Developing a digital twin for testing multi-agent systems in advanced air mobility: a case study of Cranfield University and airport

Emerging unmanned aircraft system (UAS) and advanced air mobility (AAM) ecosystems rely on the development, certification and deployment of new and potentially intelligent technologies and algorithms. To promote a more efficient development life cycle, this work presents a digital twin architecture and environment to support the rapid prototyping and testing of multi-agent solutions for UAS and AAM applications. It leverages the capabilities of Microsoft AirSim and Cesium as plugins within the Unreal Engine 3D visualisation tool, and consolidates the digital environment with a flexible and scalable Python-based architecture.
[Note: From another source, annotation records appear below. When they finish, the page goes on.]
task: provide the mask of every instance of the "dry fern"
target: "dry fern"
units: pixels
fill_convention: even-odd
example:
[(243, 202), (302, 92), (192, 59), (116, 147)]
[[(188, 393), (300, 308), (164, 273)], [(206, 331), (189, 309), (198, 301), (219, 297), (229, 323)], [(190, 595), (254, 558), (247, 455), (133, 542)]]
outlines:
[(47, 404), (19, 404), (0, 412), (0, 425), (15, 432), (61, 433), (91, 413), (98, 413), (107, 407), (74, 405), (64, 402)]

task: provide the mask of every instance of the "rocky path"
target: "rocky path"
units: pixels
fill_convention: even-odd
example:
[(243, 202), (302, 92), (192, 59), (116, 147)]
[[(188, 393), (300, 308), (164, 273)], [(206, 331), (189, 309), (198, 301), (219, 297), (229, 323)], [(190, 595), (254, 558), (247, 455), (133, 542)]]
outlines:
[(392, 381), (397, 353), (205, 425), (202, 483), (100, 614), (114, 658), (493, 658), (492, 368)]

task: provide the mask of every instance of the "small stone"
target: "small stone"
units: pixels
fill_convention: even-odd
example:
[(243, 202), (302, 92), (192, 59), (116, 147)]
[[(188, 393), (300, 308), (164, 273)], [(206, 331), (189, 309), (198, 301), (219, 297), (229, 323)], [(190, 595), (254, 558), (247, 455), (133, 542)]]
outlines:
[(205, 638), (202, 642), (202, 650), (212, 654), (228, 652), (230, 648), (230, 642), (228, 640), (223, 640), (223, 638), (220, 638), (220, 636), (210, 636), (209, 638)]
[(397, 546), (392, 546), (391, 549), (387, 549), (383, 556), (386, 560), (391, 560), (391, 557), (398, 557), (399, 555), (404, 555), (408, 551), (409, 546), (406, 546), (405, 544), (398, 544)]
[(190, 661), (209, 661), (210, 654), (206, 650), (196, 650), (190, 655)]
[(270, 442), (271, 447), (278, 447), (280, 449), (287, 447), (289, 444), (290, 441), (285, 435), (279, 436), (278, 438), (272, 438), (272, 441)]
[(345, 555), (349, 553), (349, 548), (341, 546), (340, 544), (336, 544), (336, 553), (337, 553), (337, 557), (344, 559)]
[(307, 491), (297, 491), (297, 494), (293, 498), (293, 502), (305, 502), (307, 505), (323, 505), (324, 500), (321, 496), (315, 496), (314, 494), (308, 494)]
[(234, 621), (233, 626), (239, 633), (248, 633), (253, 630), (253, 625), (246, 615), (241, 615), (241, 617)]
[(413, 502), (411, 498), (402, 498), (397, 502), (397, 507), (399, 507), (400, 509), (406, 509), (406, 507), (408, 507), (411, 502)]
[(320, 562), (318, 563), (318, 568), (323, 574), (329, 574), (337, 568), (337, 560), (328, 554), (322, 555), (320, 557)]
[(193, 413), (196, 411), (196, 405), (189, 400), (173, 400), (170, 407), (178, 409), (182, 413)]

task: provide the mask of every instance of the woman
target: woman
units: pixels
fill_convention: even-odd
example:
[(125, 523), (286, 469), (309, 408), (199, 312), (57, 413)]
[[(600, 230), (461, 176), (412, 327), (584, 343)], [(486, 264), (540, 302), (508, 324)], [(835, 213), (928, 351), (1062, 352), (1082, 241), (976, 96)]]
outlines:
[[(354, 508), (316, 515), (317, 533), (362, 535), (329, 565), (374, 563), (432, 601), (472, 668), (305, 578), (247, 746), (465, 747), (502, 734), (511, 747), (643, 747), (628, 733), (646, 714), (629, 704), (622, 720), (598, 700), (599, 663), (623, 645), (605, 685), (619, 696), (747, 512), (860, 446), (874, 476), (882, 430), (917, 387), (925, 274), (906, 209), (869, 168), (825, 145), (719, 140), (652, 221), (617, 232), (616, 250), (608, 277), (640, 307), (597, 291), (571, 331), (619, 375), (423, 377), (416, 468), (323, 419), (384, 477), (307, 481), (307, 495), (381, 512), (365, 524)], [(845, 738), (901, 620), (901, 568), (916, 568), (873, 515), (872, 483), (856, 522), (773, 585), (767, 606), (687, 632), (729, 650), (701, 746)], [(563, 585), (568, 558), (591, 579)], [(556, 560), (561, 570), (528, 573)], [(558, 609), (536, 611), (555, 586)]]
Moreover, the architecture supports hardware-in-the-loop (HIL) and mixed-reality features for enhanced testing capabilities. The system is comprehensively documented and demonstrated through a series of use cases, deployed within a custom digital environment, comprising both indoor and outdoor areas at Cranfield University and Airport. These include collaborative surveillance, UTM flight authorisation and UTM conformance monitoring experiments, that showcase the modularity, scalability and functionality of the proposed architecture. All 3D models and experimental observations are critically evaluated and shown to exhibit promising results. This thereby represents a critical step forward in the development of a robust digital twin for UAS and AAM applications.